Gary Hamp is a partner in our Finance practice based in London.
He specialises in acquisition and leveraged finance, distressed investments, structured secured lending, and debt restructurings and workouts. Gary advises financial institutions, corporations, and private equity sponsors across an extensive range of financings and also works closely with leading debt and restructuring advisors.
Gary has been working on cutting edge financing transactions in Asia for over a decade and has extensive experience advising across Europe. He has been continuously recognised as a leading individual in banking and finance by The Legal 500, IFLR 1000, and Chambers Asia. He is commended as being “a formidable yet charming negotiator with an acute grasp of technical matters and a zest to close deals.” (Chambers Asia-Pacific, 2019). It's also noted that “Gary Hamp is able to balance impressive intellectual acuity with humility and empathy.” (The Legal 500 UK 2022).

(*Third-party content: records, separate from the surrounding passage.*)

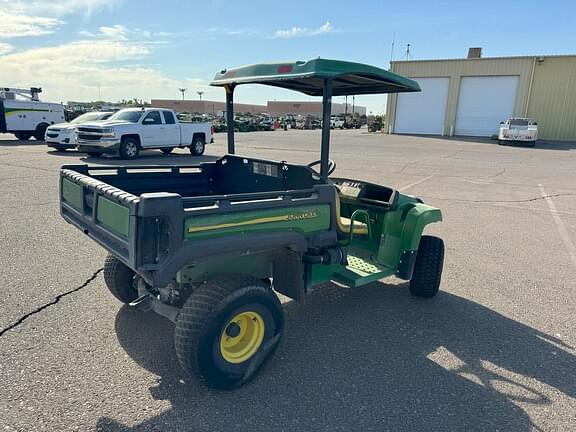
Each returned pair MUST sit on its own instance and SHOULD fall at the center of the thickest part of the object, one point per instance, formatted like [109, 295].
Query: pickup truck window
[152, 118]
[168, 117]
[129, 116]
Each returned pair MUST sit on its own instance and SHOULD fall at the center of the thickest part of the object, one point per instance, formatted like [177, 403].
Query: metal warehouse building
[471, 96]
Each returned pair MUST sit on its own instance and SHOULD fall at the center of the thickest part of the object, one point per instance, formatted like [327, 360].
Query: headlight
[108, 132]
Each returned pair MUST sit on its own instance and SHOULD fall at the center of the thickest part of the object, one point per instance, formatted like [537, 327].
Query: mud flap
[289, 275]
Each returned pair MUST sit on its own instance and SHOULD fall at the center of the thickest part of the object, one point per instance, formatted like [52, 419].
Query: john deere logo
[301, 216]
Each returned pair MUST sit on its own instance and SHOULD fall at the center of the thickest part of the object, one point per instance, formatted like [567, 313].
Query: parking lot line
[559, 225]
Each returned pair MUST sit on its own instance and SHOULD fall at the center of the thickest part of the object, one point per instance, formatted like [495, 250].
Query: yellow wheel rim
[242, 336]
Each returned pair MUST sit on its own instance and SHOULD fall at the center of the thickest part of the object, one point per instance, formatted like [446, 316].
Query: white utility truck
[62, 136]
[519, 130]
[22, 113]
[336, 122]
[133, 129]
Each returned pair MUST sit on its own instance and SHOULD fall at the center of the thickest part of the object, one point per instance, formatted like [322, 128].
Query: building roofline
[484, 58]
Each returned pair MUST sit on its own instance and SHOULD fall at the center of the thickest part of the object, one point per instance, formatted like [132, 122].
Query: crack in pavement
[501, 201]
[53, 302]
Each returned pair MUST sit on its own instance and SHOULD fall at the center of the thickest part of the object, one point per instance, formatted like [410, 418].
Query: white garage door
[423, 112]
[483, 103]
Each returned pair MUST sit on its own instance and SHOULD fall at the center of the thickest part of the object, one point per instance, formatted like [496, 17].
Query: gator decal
[72, 194]
[305, 219]
[113, 216]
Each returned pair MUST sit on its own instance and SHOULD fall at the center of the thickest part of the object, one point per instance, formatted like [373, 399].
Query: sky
[123, 49]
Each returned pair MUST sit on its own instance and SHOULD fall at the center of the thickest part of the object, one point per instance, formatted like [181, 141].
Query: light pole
[345, 110]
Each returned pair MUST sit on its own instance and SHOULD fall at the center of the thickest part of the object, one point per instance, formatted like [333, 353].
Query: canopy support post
[326, 112]
[230, 117]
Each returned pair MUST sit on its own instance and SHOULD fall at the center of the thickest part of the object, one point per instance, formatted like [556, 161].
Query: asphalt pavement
[494, 351]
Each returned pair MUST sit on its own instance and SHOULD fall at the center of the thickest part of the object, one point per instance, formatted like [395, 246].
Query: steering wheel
[331, 166]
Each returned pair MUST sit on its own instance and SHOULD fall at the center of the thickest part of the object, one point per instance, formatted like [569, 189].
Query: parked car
[62, 136]
[519, 130]
[336, 122]
[132, 129]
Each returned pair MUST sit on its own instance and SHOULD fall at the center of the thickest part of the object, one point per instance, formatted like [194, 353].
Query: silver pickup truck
[133, 129]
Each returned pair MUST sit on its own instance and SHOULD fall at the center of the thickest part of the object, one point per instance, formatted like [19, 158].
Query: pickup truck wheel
[40, 132]
[129, 149]
[119, 279]
[227, 328]
[197, 147]
[427, 274]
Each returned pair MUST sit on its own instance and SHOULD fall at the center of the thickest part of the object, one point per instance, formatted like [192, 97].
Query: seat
[344, 222]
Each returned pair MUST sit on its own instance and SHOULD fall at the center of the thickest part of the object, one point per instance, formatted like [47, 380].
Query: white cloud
[303, 31]
[5, 48]
[115, 32]
[16, 25]
[56, 8]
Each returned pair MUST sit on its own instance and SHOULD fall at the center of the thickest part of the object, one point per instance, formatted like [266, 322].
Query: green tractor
[208, 246]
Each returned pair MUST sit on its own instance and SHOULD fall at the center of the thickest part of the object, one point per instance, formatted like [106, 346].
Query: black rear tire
[40, 131]
[204, 322]
[119, 279]
[427, 273]
[198, 146]
[129, 148]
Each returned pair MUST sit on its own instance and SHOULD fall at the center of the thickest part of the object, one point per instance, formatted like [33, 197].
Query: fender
[417, 218]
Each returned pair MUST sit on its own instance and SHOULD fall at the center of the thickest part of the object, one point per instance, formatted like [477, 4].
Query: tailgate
[103, 212]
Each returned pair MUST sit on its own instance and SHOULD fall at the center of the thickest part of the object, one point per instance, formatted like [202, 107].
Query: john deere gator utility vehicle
[208, 245]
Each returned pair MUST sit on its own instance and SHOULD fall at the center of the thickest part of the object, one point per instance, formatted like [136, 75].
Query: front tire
[198, 146]
[427, 273]
[129, 148]
[119, 279]
[40, 131]
[226, 330]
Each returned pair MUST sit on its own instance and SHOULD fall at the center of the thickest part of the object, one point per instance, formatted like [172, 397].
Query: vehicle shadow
[367, 359]
[540, 144]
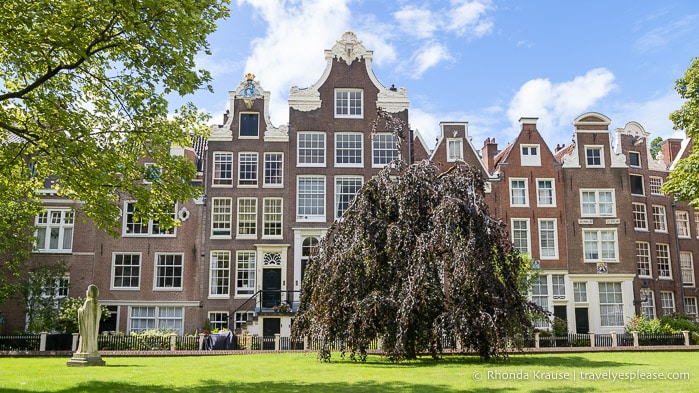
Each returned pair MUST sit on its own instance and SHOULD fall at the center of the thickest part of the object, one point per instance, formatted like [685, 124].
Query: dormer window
[530, 155]
[349, 103]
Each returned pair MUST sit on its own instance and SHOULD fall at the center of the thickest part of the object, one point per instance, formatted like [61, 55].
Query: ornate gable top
[349, 48]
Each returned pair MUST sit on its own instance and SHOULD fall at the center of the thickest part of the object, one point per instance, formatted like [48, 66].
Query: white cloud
[556, 105]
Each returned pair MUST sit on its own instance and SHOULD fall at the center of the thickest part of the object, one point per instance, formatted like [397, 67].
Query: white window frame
[245, 273]
[274, 169]
[311, 149]
[248, 169]
[545, 192]
[664, 261]
[346, 102]
[518, 231]
[54, 223]
[644, 265]
[543, 236]
[222, 175]
[316, 211]
[530, 154]
[350, 149]
[687, 266]
[342, 198]
[601, 244]
[600, 149]
[219, 274]
[246, 218]
[640, 217]
[383, 149]
[221, 217]
[611, 304]
[162, 269]
[597, 204]
[682, 220]
[272, 218]
[455, 149]
[516, 200]
[132, 267]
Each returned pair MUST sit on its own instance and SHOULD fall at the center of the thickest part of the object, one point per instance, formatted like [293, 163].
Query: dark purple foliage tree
[415, 260]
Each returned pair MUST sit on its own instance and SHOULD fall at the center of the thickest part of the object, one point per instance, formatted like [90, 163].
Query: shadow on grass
[209, 386]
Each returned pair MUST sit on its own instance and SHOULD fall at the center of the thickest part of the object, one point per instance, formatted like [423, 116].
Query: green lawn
[297, 372]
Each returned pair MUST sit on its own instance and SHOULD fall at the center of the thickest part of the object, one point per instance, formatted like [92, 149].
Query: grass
[298, 372]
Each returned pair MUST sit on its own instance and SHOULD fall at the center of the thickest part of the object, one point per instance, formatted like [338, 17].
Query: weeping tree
[416, 260]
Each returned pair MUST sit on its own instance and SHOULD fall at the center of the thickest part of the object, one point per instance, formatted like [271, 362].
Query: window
[655, 184]
[310, 200]
[659, 218]
[520, 235]
[242, 318]
[643, 259]
[540, 296]
[682, 219]
[548, 247]
[346, 189]
[311, 149]
[558, 285]
[126, 270]
[667, 302]
[662, 255]
[219, 273]
[245, 273]
[221, 211]
[611, 304]
[274, 169]
[648, 307]
[249, 125]
[455, 149]
[168, 271]
[223, 168]
[600, 245]
[519, 192]
[384, 149]
[134, 226]
[545, 193]
[640, 219]
[272, 217]
[54, 230]
[530, 155]
[634, 159]
[687, 265]
[348, 103]
[690, 307]
[594, 157]
[218, 320]
[580, 292]
[247, 217]
[637, 185]
[597, 203]
[247, 169]
[143, 318]
[349, 149]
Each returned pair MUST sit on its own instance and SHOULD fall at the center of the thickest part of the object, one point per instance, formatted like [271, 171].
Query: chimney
[669, 149]
[488, 152]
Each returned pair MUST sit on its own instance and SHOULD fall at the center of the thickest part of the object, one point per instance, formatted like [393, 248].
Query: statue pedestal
[82, 359]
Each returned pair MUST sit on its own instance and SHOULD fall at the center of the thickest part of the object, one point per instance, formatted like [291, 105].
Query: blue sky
[484, 62]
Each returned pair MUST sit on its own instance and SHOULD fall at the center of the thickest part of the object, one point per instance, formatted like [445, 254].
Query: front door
[270, 327]
[582, 322]
[271, 287]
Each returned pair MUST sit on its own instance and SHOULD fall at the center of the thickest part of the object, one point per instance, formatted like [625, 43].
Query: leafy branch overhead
[416, 258]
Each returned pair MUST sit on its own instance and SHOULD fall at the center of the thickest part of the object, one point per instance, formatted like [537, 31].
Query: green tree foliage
[416, 258]
[683, 181]
[83, 87]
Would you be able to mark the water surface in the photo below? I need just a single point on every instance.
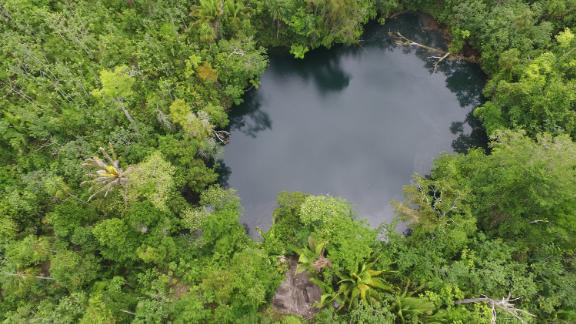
(355, 122)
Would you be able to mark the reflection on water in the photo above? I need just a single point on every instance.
(355, 122)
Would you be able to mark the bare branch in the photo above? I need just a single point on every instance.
(505, 304)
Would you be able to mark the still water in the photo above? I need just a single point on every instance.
(355, 122)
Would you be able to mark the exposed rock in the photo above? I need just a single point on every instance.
(296, 294)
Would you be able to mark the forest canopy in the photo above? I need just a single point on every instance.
(113, 115)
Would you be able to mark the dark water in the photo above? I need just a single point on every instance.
(355, 122)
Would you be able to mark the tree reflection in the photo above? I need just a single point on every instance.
(322, 67)
(247, 117)
(464, 79)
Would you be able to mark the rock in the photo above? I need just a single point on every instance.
(296, 294)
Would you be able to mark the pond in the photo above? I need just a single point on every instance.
(355, 122)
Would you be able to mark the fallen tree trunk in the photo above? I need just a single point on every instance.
(440, 55)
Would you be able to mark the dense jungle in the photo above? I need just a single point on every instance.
(114, 116)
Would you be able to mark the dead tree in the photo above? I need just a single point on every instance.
(505, 304)
(402, 40)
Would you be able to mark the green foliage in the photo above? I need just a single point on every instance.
(156, 79)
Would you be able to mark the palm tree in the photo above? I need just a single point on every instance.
(108, 174)
(312, 258)
(361, 286)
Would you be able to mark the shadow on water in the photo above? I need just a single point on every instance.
(247, 117)
(430, 119)
(322, 67)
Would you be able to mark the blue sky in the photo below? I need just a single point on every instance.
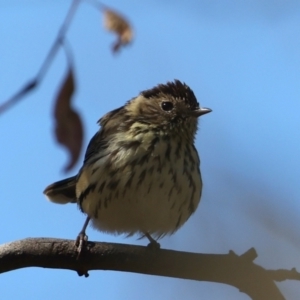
(241, 58)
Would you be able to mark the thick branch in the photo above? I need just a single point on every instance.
(238, 271)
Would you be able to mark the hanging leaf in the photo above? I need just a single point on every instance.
(117, 24)
(68, 127)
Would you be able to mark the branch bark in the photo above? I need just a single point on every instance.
(232, 269)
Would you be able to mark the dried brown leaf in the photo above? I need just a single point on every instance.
(119, 25)
(68, 127)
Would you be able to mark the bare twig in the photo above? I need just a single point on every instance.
(232, 269)
(33, 83)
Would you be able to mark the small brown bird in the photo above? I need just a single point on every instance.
(141, 169)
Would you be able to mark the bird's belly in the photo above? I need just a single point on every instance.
(157, 196)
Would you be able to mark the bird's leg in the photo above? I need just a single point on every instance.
(153, 243)
(82, 238)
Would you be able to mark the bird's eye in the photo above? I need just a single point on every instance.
(167, 106)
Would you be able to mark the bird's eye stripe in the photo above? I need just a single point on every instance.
(167, 106)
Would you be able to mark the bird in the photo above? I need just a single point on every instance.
(141, 170)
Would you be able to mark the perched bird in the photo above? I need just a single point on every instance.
(141, 169)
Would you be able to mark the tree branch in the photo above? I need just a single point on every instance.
(237, 271)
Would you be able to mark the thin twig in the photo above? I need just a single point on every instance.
(32, 84)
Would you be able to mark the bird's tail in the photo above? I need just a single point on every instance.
(62, 192)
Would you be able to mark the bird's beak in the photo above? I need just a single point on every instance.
(200, 111)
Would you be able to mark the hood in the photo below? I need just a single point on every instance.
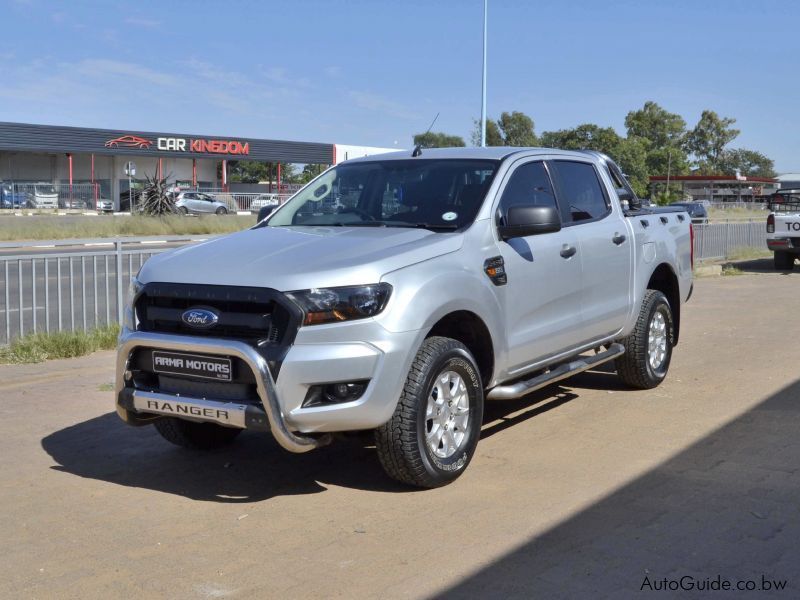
(294, 258)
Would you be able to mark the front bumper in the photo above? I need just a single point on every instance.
(317, 357)
(132, 401)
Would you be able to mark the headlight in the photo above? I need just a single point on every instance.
(128, 311)
(330, 305)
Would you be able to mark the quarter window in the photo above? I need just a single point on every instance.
(529, 185)
(580, 190)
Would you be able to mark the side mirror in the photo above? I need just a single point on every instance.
(624, 195)
(529, 220)
(628, 200)
(264, 212)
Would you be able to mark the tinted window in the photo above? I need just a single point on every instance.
(580, 190)
(444, 193)
(529, 186)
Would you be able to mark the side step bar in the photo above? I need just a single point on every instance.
(516, 390)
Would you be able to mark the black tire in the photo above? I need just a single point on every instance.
(401, 443)
(634, 366)
(197, 436)
(784, 261)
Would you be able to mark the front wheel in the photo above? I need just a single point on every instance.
(432, 435)
(648, 349)
(784, 261)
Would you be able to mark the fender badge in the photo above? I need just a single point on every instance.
(495, 268)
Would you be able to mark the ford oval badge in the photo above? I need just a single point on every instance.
(200, 318)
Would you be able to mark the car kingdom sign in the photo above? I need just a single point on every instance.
(174, 144)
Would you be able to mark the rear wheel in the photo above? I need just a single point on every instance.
(432, 435)
(784, 261)
(648, 349)
(197, 436)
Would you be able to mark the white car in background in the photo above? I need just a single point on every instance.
(264, 200)
(199, 203)
(44, 195)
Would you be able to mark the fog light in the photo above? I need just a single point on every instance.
(340, 392)
(334, 393)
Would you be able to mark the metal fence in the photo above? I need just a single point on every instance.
(722, 240)
(66, 291)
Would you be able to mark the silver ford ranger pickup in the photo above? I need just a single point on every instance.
(397, 294)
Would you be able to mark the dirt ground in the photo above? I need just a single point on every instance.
(584, 488)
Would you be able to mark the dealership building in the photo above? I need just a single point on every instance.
(83, 158)
(718, 188)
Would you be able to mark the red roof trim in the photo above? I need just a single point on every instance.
(730, 178)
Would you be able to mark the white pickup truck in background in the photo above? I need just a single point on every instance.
(783, 228)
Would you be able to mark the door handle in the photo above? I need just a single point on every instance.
(567, 251)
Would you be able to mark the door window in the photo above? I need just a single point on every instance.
(580, 190)
(529, 185)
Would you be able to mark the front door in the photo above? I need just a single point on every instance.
(543, 294)
(605, 246)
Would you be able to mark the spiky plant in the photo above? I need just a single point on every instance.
(155, 202)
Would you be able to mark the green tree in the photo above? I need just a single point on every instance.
(438, 140)
(708, 139)
(748, 162)
(511, 129)
(658, 126)
(630, 154)
(664, 135)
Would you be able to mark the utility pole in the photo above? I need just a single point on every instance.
(669, 166)
(483, 86)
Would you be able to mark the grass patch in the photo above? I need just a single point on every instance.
(749, 253)
(38, 347)
(53, 227)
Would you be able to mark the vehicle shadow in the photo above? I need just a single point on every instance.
(252, 469)
(726, 506)
(760, 265)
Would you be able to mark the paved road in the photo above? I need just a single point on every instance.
(584, 489)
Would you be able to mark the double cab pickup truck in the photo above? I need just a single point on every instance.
(397, 294)
(783, 228)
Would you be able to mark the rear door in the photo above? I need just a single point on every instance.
(605, 245)
(543, 294)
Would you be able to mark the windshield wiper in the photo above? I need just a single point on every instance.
(426, 225)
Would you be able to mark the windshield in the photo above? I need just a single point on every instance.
(435, 193)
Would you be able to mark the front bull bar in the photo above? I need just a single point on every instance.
(265, 385)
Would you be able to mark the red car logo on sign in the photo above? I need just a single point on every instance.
(129, 141)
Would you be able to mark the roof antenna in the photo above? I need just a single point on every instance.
(418, 148)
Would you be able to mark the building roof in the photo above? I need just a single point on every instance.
(27, 137)
(725, 178)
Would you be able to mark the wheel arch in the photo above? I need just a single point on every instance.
(469, 329)
(665, 281)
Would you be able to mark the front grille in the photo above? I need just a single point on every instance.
(259, 316)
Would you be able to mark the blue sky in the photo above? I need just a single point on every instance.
(376, 72)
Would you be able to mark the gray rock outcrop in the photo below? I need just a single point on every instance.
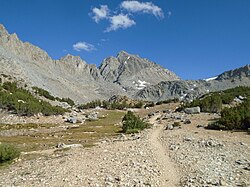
(125, 75)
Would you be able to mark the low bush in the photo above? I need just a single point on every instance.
(8, 152)
(110, 105)
(175, 100)
(23, 103)
(67, 100)
(133, 123)
(213, 102)
(236, 118)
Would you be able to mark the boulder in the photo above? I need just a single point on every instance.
(93, 116)
(193, 110)
(71, 119)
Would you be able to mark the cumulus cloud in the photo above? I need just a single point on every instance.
(83, 46)
(100, 13)
(120, 21)
(144, 7)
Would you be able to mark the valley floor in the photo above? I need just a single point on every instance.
(183, 156)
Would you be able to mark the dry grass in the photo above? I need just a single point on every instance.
(86, 134)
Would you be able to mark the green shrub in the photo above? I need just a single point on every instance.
(8, 152)
(23, 103)
(212, 102)
(150, 104)
(133, 123)
(175, 100)
(67, 100)
(236, 118)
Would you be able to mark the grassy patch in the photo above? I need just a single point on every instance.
(87, 134)
(8, 152)
(133, 123)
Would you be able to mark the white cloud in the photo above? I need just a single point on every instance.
(80, 46)
(144, 7)
(100, 13)
(120, 21)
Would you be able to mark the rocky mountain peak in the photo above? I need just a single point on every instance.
(3, 31)
(73, 60)
(123, 54)
(236, 73)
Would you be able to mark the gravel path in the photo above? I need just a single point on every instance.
(131, 160)
(169, 175)
(185, 156)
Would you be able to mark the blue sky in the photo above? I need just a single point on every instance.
(194, 38)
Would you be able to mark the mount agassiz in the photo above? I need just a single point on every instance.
(124, 74)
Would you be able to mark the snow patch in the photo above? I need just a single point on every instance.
(140, 84)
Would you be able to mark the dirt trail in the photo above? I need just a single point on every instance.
(169, 176)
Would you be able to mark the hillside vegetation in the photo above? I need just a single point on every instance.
(236, 117)
(23, 103)
(214, 101)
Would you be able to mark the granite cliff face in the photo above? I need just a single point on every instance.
(72, 77)
(125, 74)
(134, 73)
(188, 90)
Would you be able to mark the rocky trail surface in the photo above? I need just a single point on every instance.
(183, 155)
(128, 160)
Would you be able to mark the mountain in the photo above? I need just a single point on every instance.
(70, 76)
(188, 90)
(133, 73)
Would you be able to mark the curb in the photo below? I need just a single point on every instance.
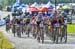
(71, 34)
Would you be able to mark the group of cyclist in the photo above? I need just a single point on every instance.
(38, 25)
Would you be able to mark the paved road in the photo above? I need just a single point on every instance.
(31, 43)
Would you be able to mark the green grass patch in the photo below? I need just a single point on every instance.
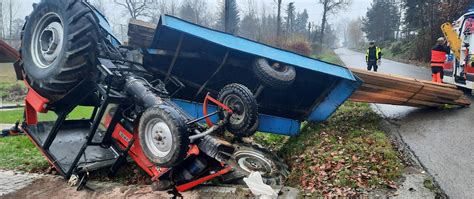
(11, 116)
(19, 153)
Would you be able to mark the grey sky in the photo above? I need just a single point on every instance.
(358, 8)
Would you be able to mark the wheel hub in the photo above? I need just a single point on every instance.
(158, 137)
(47, 42)
(237, 106)
(251, 162)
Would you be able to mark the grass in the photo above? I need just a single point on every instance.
(8, 82)
(11, 116)
(19, 153)
(348, 152)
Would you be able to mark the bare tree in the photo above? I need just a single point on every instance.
(330, 7)
(278, 2)
(355, 36)
(1, 19)
(159, 7)
(99, 5)
(195, 11)
(12, 7)
(135, 8)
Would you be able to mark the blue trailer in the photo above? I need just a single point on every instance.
(149, 104)
(206, 60)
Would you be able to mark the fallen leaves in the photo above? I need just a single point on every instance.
(345, 156)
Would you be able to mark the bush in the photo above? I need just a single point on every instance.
(299, 45)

- VIA Outlets B.V. in connection with VIA's €600 million inaugural green bond financing and €100 million revolving credit facility.
- The initial purchasers in connection with the offering of €550 million senior secured notes in the context of the acquisition of Agrifarma by Cinven and the mandated lead arrangers in the context of an €80 million revolving credit facility in connection with the financing of the acquisition.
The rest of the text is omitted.